Horta has also proposed that courses of action aiming at helping wild
animals should be carried out and adequately monitored first in urban,
suburban, industrial, or agricultural areas. Likewise, moral philosopher Jeff McMahan
argues that since humans "are already causing massive, precipitate
changes in the natural world," we should favor those changes that would
promote the survival "of herbivorous rather than carnivorous species."
Peter Vallentyne
suggests that, while humans should not eliminate predators in nature,
they can intervene to help prey in more limited ways. In the same way
that we help humans in need when the cost to us is small, we might help
some wild animals at least in limited circumstances.
Potential conflict between animal rights and environmentalism
It
has been argued that the environmentalist goal of preserving certain
abstract entities such as species and ecosystems and policy of
non-interference in regard to natural processes is incompatible with
animal rights views which place the welfare and interests of nonhuman
animals at the center of concern.
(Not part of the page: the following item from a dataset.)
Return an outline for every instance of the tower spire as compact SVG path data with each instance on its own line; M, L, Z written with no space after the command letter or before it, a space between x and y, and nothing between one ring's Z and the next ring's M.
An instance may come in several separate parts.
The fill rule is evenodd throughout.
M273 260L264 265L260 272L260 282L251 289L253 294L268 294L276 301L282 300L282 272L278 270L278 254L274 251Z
Examples include environmentalists supporting hunting for species population control, while animal rights advocates oppose it; animal rights advocates arguing for the extinction or reengineering of carnivores or r-strategist species, while deep ecologists defend their right to be and flourish as they are;
animal rights advocates defending the reduction of wildlife habitats or
arguing against their expansion out of concern that most animal
suffering takes place within them, while environmentalists want to
safeguard and expand them.
Oscar Horta has argued that there are instances where environmentalists
and animal rights advocates may both support approaches which would
consequently reduce wild animal suffering.
Welfare biology
Welfare biology is a proposed research field for studying the welfare of nonhuman animals, with a particular focus on their relationship with natural ecosystems.
It was first advanced in 1995 by Yew-Kwang Ng, who defined it as "the
study of living things and their environment with respect to their
welfare (defined as net happiness, or enjoyment minus suffering)".
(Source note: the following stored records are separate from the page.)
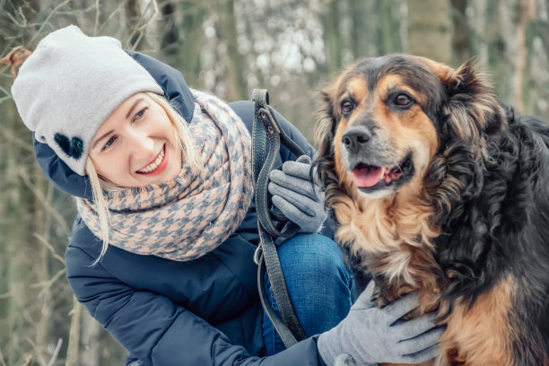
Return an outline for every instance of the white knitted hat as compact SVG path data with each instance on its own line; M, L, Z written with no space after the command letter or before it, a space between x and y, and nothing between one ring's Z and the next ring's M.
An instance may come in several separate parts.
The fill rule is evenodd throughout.
M74 25L45 37L12 86L19 114L36 139L82 176L99 127L140 92L163 94L118 39L88 37Z

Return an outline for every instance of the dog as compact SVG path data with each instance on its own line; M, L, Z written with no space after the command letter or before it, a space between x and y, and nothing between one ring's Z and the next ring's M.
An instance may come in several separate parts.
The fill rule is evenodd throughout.
M426 364L549 365L549 128L472 61L366 58L320 99L336 239L379 306L417 292L408 318L437 311Z

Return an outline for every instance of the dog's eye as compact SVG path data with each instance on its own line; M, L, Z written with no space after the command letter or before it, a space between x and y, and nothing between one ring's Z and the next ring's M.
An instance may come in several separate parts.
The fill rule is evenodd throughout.
M410 98L407 94L400 93L395 97L395 104L400 107L405 107L408 104L412 103L412 98Z
M351 111L354 109L354 105L349 100L344 100L341 103L341 111L344 114L351 113Z

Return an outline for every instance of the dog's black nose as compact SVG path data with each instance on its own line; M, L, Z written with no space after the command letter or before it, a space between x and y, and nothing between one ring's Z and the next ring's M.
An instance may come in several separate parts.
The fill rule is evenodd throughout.
M349 152L358 152L371 139L371 131L364 126L355 126L345 131L341 142Z

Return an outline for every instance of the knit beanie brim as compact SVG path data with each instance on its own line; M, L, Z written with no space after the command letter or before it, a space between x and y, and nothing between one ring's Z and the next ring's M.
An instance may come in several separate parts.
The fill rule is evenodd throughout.
M118 39L88 37L74 25L45 37L12 86L23 123L81 176L97 130L141 92L163 94Z

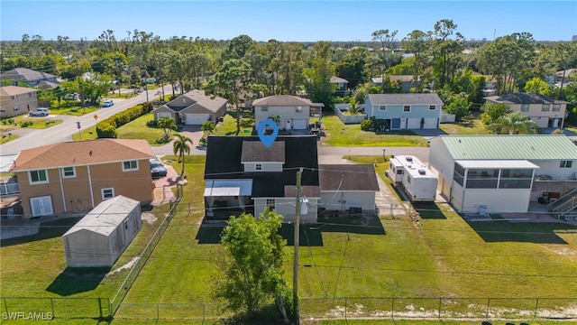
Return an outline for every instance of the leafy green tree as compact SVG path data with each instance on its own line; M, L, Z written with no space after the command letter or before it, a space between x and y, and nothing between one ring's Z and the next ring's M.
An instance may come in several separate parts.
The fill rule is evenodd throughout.
M159 118L156 122L156 125L164 131L164 136L167 138L170 136L170 130L176 131L178 129L176 122L174 122L174 119L170 117Z
M519 112L508 113L489 127L499 135L536 135L538 130L536 123Z
M490 125L497 123L499 117L509 112L509 108L506 104L487 104L485 105L485 112L481 115L481 119L485 125Z
M180 172L180 177L184 175L184 156L190 153L190 145L193 144L192 140L180 134L175 135L174 142L172 143L172 150L174 155L179 156L179 162L182 162L182 171Z
M287 241L279 235L282 216L267 209L256 218L250 214L231 217L227 224L221 237L224 255L222 273L215 276L215 296L224 300L227 309L249 318L273 301L281 311L290 307L283 267Z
Such research is intended to promote concern for nonhuman animal
suffering in the wild and to establish effective actions that can be
undertaken to help these individuals.
History of interventions
In 2016, 350 starving hippos and buffaloes at Kruger National Park were killed by park rangers. One of the motives for the action was to prevent the animals from suffering as they died.
In 2018, a team of BBC filmmakers dug a ramp in the snow to allow a group of penguins to escape a ravine.
In 2019, 2000 baby flamingos were rescued after they were abandoned by their parents in a drought in South Africa.
Wildlife contraception has been used successfully to reduce and stabilize populations of wild horses, white-tailed deer, American bison and African elephants.